Qué distintas serían las cosas si Lewis Carroll, en vez de surcar el Támesis en la Inglaterra victoriana, entreteniendo a las hermanas Liddell —en especial a la pequeña Alicia— con una historia de conejos presurosos, niñas extraviadas y reinas obstinadas en cortar cabezas, lo hubiera hecho en nuestro verdoso y contradictorio Mapocho del año 2025. Seguramente sin la nubosidad londinense, pero afecto a los hedores de una descomposición moral tan compleja como creciente.

El autor, sin duda, no se habría inspirado en la rubicunda protagonista que todos conocemos, sino en alguna Alicia empresaria o política, emitiendo boletas ideológicamente falsas o facturas infladas, contribuyendo así al enriquecimiento ilícito, aunque luego fuera exonerada por fiscalías indulgentes o instituciones omisas, dispuestas a olvidar los delitos que erosionan la fe pública.

Si el texto publicado en 1862 hubiera visto la luz en el Chile actual, lejos de describir un País de las Maravillas, estaríamos ante un “País de las Garantías”: un territorio donde los “derechos esenciales” mal entendidos superan a los deberes, y donde la impunidad campea entre la desidia y la injusticia más peligrosa.

En esta tierra, la clásica parodia al té del No Cumpleaños se transformaría en un banquete permanente de elites y capital financiero, donde los comensales extraen del sombrero inagotable colusiones, evasiones tributarias y financiamiento irregular de la política, pagando apenas con multas simbólicas o clases de ética, cuando el pétalo de la justicia apenas logra rozarlos.

Extrañaríamos incluso la personalidad y el carácter de la Reina de Corazones, frente a la tibieza de cierto ex Fiscal Nacional quien sostuvo que “investigar a senadores y diputados puede afectar la democracia”, como si la corrupción no fuese en sí la mayor amenaza para ella. En este País de las Garantías, los juicios se prolongan por años, acumulando fojas y expedientes, transformando lo que en la obra original era una sátira ágil en un mamotreto judicial interminable.

¿Se reiría igual el inefable Gato de Cheshire si en este país los acusadores se vuelven acusados? Así ocurrió con un panadero quillotano denunciado por su propio asaltante, tras haberse atrevido a defenderse. Aquella puerta al “nuevo” sistema penal, que prometía agilidad y justicia, terminó convertida en una máquina de cerrar causas y liberar responsables.

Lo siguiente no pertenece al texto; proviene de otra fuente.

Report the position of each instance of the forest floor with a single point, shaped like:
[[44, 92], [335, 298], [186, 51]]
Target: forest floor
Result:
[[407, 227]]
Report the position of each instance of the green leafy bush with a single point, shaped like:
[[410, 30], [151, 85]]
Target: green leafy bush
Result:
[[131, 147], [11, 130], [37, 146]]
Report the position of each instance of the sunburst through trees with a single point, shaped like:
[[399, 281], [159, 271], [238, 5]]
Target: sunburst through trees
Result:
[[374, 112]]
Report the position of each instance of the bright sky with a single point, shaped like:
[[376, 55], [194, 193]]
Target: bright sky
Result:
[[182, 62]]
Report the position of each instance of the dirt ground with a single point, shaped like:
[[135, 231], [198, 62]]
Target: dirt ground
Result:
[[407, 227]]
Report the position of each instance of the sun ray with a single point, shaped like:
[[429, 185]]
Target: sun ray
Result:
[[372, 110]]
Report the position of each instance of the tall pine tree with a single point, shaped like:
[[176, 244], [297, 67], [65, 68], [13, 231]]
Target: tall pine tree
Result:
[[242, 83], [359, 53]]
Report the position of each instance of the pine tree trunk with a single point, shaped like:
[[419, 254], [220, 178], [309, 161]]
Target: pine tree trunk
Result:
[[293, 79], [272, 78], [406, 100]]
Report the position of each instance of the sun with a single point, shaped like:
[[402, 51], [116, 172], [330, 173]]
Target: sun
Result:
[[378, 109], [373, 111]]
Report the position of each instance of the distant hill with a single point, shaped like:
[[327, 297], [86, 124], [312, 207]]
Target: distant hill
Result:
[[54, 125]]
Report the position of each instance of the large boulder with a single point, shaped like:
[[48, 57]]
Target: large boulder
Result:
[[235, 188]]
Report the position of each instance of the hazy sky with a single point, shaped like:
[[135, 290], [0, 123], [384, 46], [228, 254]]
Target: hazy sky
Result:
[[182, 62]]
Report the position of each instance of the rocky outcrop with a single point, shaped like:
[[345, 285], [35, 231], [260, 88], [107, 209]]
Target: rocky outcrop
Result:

Tal vez Carroll habría encontrado inspiración en tantas otras Alicias —y también en sus versiones masculinas— que hoy integran nuestros colegios y liceos, ejerciendo violencia, bullying y crueldad hacia sus pares más débiles, empujándolos a la deserción o incluso al suicidio, mientras los establecimientos se amparan en la inacción disfrazada de protocolos y “garantías”. Lo mismo ocurre con el maltrato a docentes, tantas veces silenciado por temor o conveniencia.

Quisiera terminar estas líneas sumido no en la ensoñación, sino en el dolor y la rabia. Porque esta reflexión nace de un cuento entrañable. Un relato que quizás leyó aquel niño cuya vida fue cegada hace pocos días por el atropello de dos delincuentes que huían, y cuyos defensores —en perfecta sintonía con este país— exigieron “garantías” por temor a represalias en prisión.

Sin embargo, así como la historia de Alicia ha trascendido y se ha vuelto imperecedera, también los niños que nos dejan jamás mueren del todo. Mantendrán su sonrisa suspendida en el tiempo, recordándonos la urgencia de escribir nuevos párrafos, con esperanza y compromiso social, en un país que aún puede ser de las maravillas, si de verdad queremos hacerlo posible.